Plus jeune, j’étais attirée par mille métiers différents. Je voulais tout essayer architecte, restauratrice de livres, reporter de guerre, criminologue, ou même Yamakasi ! Cette curiosité, cette envie de vivre mille vies, m’a poussée à chercher ce qui pourrait rassembler toutes ces aspirations. Et un jour, la révélation m’est venue : devenir actrice. Être comédienne, c’est justement avoir la possibilité d’explorer ces univers variés, d’incarner des vies différentes, et de s’imprégner d’histoires uniques… tout en jouant. C’est comme être l’actrice de sa propre vie, réunissant toutes ses passions en une seule vocation.

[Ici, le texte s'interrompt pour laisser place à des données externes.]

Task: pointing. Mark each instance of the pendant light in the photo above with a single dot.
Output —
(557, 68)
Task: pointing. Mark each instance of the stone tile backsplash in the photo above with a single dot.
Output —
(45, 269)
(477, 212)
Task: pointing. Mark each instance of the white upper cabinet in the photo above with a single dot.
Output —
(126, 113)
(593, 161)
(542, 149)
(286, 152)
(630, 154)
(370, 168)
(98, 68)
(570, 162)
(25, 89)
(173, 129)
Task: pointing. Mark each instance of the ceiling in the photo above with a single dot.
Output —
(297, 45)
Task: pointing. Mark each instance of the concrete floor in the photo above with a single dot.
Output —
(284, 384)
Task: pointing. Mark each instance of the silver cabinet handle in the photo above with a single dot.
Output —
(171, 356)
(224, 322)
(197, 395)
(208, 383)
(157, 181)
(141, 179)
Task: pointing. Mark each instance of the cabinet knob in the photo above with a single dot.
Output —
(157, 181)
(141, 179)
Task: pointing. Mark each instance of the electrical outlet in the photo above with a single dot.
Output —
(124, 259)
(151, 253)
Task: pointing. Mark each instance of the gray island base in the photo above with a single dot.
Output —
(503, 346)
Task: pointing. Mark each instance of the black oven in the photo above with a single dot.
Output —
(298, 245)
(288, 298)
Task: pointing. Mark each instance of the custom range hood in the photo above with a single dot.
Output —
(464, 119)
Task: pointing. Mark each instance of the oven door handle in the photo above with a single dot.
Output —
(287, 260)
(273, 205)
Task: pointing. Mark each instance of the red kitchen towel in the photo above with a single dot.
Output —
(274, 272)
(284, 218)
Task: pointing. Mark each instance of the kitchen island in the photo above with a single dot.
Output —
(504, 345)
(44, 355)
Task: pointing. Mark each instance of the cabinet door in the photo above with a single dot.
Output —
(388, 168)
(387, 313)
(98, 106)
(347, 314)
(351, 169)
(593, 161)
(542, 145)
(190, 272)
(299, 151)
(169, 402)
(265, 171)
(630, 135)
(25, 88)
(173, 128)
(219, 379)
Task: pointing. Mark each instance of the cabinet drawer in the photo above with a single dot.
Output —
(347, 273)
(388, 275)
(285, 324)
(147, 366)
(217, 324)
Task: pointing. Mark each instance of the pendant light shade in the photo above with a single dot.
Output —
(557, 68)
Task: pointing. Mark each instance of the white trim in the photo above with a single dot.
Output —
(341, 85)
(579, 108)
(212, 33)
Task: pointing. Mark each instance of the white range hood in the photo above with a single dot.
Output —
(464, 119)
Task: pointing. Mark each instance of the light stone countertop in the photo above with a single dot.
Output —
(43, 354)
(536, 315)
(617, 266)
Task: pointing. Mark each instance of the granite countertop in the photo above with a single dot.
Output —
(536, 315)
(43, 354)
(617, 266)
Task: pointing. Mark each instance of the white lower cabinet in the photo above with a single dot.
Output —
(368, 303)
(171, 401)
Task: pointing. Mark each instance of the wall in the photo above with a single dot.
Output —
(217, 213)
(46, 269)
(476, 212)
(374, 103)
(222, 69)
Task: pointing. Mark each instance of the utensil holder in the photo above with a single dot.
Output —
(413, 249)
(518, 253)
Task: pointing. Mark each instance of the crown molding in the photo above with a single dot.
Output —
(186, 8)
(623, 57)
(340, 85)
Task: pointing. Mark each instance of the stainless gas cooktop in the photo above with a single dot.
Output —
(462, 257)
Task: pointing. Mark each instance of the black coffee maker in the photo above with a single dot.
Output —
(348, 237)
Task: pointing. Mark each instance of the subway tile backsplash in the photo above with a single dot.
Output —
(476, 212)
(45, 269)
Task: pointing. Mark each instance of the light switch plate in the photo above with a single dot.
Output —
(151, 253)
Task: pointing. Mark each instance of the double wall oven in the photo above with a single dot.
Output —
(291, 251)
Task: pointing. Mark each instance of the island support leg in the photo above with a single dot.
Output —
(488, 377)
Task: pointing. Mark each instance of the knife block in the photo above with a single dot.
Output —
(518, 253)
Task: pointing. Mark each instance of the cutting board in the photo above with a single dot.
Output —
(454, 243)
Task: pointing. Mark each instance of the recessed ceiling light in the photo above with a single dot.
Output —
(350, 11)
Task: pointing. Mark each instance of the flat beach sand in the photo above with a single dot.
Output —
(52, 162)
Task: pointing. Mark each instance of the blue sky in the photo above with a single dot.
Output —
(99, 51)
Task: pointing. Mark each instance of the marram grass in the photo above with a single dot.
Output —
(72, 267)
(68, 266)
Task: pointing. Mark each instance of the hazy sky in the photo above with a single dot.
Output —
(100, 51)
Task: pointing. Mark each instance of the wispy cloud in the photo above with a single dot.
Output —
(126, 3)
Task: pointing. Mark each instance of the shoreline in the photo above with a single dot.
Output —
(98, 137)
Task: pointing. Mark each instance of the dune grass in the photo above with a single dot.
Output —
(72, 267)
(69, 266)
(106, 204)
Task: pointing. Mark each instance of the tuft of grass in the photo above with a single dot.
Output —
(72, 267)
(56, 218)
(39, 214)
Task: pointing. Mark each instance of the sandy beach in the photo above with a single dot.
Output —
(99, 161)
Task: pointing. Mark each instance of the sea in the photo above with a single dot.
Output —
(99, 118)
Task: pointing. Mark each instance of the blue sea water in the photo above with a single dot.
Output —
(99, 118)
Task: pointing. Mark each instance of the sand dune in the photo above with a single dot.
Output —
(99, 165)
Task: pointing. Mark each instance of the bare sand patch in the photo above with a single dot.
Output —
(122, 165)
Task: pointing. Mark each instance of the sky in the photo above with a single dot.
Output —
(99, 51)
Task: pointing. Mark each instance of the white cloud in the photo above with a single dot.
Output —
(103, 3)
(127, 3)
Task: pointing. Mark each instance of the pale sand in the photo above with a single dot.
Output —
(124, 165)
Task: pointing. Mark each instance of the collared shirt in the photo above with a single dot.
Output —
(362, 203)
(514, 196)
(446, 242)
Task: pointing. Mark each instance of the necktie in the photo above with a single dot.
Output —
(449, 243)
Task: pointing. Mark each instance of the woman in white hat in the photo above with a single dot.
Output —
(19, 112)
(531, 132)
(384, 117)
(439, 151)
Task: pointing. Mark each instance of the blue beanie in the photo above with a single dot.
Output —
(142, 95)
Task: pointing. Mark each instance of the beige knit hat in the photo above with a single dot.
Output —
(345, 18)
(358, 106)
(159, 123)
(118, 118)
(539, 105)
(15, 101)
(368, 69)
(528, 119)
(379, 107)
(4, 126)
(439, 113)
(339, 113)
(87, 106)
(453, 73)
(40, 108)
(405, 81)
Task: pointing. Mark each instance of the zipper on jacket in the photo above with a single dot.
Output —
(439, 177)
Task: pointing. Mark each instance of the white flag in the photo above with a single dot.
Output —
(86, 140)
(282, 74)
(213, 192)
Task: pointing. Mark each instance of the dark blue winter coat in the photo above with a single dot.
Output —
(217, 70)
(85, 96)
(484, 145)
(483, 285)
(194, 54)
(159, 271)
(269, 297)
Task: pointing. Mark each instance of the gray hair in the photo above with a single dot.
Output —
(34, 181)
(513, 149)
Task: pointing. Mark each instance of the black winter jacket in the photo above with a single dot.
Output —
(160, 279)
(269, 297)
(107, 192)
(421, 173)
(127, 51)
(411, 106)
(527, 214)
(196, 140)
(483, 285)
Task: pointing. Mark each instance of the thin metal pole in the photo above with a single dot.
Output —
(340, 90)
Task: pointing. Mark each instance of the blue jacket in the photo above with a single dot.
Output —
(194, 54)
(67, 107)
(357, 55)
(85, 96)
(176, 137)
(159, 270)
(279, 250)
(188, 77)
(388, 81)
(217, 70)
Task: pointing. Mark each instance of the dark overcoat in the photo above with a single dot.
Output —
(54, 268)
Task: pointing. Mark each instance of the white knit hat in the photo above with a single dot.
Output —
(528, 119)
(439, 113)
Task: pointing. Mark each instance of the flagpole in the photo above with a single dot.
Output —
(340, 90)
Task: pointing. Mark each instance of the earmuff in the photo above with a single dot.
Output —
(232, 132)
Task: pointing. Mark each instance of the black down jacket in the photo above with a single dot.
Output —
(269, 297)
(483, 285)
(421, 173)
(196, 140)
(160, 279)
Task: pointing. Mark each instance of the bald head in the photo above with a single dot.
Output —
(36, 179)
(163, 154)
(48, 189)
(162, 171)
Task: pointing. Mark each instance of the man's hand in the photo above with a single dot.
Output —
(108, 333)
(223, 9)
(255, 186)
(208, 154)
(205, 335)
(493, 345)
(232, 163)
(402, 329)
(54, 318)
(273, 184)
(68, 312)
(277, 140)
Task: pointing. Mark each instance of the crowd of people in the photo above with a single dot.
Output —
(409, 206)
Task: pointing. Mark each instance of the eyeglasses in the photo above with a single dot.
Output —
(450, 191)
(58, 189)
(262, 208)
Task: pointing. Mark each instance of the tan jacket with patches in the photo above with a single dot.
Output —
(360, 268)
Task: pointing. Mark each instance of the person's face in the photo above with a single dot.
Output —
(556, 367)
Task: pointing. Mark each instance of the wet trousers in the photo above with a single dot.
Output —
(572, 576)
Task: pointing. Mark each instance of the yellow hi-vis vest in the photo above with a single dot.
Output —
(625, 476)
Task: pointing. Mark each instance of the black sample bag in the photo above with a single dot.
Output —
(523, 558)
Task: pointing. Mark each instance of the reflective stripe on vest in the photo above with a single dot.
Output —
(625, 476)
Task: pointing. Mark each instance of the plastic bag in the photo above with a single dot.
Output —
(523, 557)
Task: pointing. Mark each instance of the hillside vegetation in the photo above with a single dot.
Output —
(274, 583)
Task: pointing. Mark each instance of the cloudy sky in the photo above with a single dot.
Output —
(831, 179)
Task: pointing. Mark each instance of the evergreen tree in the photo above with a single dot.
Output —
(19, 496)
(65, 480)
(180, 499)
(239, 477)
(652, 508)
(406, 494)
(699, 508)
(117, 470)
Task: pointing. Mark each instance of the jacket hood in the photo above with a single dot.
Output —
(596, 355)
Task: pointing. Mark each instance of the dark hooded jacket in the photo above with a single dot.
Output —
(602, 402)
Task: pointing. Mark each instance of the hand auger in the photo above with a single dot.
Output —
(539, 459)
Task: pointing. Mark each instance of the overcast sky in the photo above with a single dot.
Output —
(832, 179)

Alors, mon objectif à long terme est clair : continuer à m’épanouir à travers des rôles qui m’enrichissent et m’élèvent. Étoffer mon jeu, gagner en expérience, et pourquoi pas, un jour, créer et réaliser mes propres personnages ou scénarios, des histoires qui touchent et transcendent, à la fois le public et moi-même. Cela serait l’accomplissement ultime.

Si vous pouviez jouer dans une production internationale ou travailler avec un réalisateur spécifique, qui ou quoi choisiriez-vous et pourquoi ?

Park Chan-Wook, réalisateur coréen de l’un de mes films préférés Old Boy. Un thriller psychologique intense où se mêlent action, suspense, énigme, scènes de violences stylisées et chorégraphiées le tout dans une atmosphère glauque et profondément immersive. La structure du film, son rythme et son esthétique sont saisissants. Ce film est un parfait mélange de tout ce que j’aime et qui me captive.